For much of the season it looked as though the Philadelphia Flyers were going to miss the postseason in consecutive seasons for the first time since 1994. But a willful final stretch, that saw them go 12-5-3 in their final 20, earned them the unenviable final wild card spot in the Eastern Conference.

Unenviable of course because it meant a date with the Washington Capitals. The Caps boasted a league-best 120 points, winning the President’s Trophy as the best regular season team. They looked poised to erase their identity as playoff chumps. In the end, they’d falter in 6 games to the eventual cup-champion Penguins. But before then, they got a decent scare from the Flyers, who despite being outshot a combined 76-36 in games 4 and 5, twice extended their playoff lives. They rode an emotional ride in their 6-game series defeat, including the death of team owner and founder, Ed Snider.

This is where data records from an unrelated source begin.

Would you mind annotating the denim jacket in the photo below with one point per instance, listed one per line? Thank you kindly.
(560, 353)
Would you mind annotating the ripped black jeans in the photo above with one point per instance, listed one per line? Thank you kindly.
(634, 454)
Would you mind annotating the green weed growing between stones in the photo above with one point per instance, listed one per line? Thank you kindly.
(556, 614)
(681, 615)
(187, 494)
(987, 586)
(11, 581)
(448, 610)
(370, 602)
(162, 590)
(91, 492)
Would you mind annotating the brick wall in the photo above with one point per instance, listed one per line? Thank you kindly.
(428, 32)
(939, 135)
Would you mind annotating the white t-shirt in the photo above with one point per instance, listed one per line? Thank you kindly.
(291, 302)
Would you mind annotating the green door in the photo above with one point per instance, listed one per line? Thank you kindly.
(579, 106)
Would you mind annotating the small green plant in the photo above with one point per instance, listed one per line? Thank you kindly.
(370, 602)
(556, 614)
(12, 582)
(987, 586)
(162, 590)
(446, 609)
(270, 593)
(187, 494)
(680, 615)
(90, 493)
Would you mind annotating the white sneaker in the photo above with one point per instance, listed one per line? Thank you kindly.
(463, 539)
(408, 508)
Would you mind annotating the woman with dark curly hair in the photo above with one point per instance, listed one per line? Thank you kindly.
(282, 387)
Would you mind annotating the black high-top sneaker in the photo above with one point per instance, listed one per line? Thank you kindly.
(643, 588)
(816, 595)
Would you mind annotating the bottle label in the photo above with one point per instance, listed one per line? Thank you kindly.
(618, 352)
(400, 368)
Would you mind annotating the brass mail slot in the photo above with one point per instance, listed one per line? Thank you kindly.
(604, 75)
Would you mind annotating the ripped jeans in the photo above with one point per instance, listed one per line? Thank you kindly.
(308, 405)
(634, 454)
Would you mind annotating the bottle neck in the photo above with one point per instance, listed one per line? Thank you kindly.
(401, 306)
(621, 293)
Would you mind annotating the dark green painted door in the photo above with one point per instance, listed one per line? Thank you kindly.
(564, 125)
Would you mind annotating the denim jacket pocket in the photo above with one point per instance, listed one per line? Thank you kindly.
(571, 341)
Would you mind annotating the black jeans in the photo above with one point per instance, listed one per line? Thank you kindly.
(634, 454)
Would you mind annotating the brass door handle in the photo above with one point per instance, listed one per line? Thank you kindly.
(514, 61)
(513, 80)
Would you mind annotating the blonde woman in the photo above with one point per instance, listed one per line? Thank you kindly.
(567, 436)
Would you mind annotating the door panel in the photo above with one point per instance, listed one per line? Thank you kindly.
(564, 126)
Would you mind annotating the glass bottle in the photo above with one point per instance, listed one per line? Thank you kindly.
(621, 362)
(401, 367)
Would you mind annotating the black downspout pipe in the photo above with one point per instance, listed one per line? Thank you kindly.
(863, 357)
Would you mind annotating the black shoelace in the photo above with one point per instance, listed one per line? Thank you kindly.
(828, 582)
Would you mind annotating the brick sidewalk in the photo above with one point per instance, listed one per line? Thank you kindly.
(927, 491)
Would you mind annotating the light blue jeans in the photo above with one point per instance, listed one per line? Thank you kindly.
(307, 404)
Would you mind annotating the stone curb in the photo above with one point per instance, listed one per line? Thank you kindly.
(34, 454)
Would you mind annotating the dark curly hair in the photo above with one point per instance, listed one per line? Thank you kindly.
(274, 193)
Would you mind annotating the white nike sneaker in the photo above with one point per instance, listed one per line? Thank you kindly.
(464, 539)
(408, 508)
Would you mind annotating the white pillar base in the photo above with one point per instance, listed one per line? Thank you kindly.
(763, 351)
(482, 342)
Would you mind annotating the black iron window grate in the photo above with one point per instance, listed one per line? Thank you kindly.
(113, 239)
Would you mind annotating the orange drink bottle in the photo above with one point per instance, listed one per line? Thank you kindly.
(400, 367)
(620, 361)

While their run to the playoffs was invigorating, the Flyers shouldn’t be in that same position next season. With their collection of forwards, arriving defensemen and head coach Dave Hakstol with his first year in the pro’s under his belt, the Flyers appear back in the fold as a regular playoff contender.

It begins of course with Claude Giroux. The captain, who led the team in assists (45) and points (67), headlines one of the Flyers greatest strengths in a 1-2-3 punch down the middle, rounded out by Sean Couturier and Nick Cousins. Brayden Schenn, drafted as a center, played at wing this season and scored 59 points in 80 games. He could be used down the middle if needed, but for now he joins Wayne Simmonds and Jakub Voracek as the team’s explosive wingers. Simmonds scored a career-high 32 goals last season, while Voracek shrugged off early-season struggles to contribute 55–still a downgrade from his 81 a year ago.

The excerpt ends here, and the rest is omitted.